Aside from mitigating damage from treatment toxicity, NAC has also shown interactions with anticancer therapies, including inhibition of tumor growth and modulation of signaling pathways. NAC has been shown to inhibit NF-κB and downregulate the expression of pro-inflammatory cytokines. In a murine melanoma model, co-administration of NAC with doxorubicin has shown synergistic antitumor effects (74), whereas other studies revealed that NAC increases doxorubicin resistance in multidrug resistance-associated protein 1-transfected tumor cells (75) and decreases cytotoxicity in the vincristine-resistant lymphoblastoma model (71). A systematic review reported no marked decrease in antitumor efficacy, with some studies suggesting improved outcomes potentially due to better treatment tolerability (76). However, these findings remain inconsistent, and there is currently insufficient evidence to support a synergistic role of NAC in enhancing antitumor efficacy in ALL. Evidence on NAC co-administration in ALL is limited, largely derived from in vitro and preclinical models. In addition, variability in toxicity suggests that some patients may benefit more from NAC administration than others (5). Furthermore, long-term outcomes, including relapse rates, minimal residual disease and overall survival, have not been evaluated. These gaps need to be addressed through studies and clinical trials before NAC use in pediatric ALL can be applied in clinical settings.

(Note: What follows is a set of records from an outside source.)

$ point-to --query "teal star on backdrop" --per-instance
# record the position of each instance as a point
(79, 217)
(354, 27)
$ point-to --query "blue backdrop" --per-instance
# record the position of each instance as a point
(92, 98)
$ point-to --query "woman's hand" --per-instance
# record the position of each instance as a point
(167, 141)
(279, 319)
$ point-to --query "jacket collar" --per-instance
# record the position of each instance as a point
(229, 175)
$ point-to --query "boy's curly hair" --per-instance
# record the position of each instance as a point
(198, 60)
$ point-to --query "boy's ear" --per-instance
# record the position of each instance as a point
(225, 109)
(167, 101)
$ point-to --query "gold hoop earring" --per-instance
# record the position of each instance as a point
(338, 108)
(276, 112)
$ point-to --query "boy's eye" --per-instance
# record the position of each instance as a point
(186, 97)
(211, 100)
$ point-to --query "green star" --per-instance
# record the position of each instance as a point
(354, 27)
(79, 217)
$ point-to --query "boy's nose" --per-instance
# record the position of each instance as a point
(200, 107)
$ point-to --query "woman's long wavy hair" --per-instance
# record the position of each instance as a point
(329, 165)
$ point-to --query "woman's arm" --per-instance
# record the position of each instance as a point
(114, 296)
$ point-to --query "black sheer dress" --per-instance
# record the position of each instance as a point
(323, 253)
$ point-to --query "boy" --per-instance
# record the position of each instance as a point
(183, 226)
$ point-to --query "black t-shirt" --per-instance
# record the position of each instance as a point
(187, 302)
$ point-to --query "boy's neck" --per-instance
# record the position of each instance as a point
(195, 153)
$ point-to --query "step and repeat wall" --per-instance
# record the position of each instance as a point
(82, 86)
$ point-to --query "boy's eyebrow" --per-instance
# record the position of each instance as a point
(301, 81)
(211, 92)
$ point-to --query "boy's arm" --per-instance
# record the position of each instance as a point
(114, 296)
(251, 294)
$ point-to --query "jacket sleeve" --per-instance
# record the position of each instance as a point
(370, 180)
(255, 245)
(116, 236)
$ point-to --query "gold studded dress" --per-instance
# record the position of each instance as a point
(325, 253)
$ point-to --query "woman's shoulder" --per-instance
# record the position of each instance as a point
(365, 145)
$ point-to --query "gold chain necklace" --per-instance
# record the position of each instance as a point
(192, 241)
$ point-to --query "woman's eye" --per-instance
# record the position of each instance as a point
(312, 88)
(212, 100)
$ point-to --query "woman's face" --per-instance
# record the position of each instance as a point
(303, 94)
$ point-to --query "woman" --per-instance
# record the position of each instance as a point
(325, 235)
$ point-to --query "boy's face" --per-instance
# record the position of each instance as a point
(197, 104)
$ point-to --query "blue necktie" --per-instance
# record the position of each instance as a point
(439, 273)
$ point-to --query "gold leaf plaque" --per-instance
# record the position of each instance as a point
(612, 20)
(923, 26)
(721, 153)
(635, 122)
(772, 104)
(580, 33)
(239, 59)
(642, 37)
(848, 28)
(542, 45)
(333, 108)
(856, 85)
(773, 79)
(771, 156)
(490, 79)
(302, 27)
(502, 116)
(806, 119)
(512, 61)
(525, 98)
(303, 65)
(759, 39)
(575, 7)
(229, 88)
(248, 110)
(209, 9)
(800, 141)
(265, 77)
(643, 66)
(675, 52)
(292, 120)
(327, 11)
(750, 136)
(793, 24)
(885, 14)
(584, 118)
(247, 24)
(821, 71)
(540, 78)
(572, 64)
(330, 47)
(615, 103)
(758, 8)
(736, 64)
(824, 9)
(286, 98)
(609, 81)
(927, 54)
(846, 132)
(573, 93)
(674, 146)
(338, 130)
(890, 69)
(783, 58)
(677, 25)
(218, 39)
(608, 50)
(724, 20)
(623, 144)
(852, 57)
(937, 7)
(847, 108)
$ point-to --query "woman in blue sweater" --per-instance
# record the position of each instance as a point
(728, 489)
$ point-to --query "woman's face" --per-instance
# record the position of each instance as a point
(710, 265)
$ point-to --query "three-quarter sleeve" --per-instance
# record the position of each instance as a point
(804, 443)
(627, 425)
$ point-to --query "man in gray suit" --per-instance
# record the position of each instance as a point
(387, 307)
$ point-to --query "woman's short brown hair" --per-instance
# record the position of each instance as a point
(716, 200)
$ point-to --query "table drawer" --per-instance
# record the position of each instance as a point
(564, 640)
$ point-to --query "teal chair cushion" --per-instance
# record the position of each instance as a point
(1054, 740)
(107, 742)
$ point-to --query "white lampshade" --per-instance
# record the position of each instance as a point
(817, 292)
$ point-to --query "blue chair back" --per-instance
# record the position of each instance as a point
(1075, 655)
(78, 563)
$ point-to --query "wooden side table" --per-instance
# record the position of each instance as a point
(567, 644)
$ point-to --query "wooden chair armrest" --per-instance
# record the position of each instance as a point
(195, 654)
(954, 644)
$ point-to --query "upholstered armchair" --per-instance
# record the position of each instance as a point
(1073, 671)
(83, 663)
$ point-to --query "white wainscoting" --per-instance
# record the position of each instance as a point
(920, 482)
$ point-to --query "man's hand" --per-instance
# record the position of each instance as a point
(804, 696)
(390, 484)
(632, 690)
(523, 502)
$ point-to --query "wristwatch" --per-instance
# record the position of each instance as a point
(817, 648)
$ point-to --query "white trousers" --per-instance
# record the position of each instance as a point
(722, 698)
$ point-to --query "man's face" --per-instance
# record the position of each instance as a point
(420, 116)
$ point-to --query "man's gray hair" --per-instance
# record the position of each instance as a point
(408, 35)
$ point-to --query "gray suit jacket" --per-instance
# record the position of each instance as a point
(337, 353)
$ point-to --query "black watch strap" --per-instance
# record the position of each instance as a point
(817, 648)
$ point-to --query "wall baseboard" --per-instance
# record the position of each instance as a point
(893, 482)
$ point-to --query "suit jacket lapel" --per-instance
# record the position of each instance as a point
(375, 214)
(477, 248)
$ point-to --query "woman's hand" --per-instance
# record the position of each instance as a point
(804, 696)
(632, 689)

Further investigation is required to define the optimal timing, route and dosage of NAC in relation to specific chemotherapeutic agents, particularly given that oxidative mechanisms partially mediate their action. Considering the importance of timing, pharmacokinetic and pharmacodynamic studies are needed to identify the optimal therapeutic window for NAC protection without compromising treatment efficacy. Studies should assess redox biomarkers, such as glutathione, lipid peroxidation and inflammatory cytokines, as well as organ-specific injury markers, including liver transaminases, cardiac troponin and neurofilament proteins, to evaluate toxicity and therapeutic impact. Future studies should also evaluate NAC on oncological outcomes, including treatment adherence, dose intensity, minimal residual disease, relapse rates and long-term survival. Comparative trials examining prophylactic and delayed NAC administration are necessary to optimize its potential clinical use. Given the variability in patient susceptibility, an individualized approach may be required. Together, future research on these aspects is essential to establish evidence-based strategies for NAC use in pediatric oncology.

In conclusion, the integration of NAC as a toxicity-modifying adjunct in pediatric ALL requires careful consideration of its pharmacological interactions, timing and patient-specific factors. While existing evidence supports the potential of NAC to protect organs, its impact on antileukemic efficacy remains poorly defined. Clinical studies are necessary to determine the safety, efficacy and optimal timing for the integration of NAC into treatment protocols. Until such evidence is available, NAC use should remain investigational and guided by prospective studies.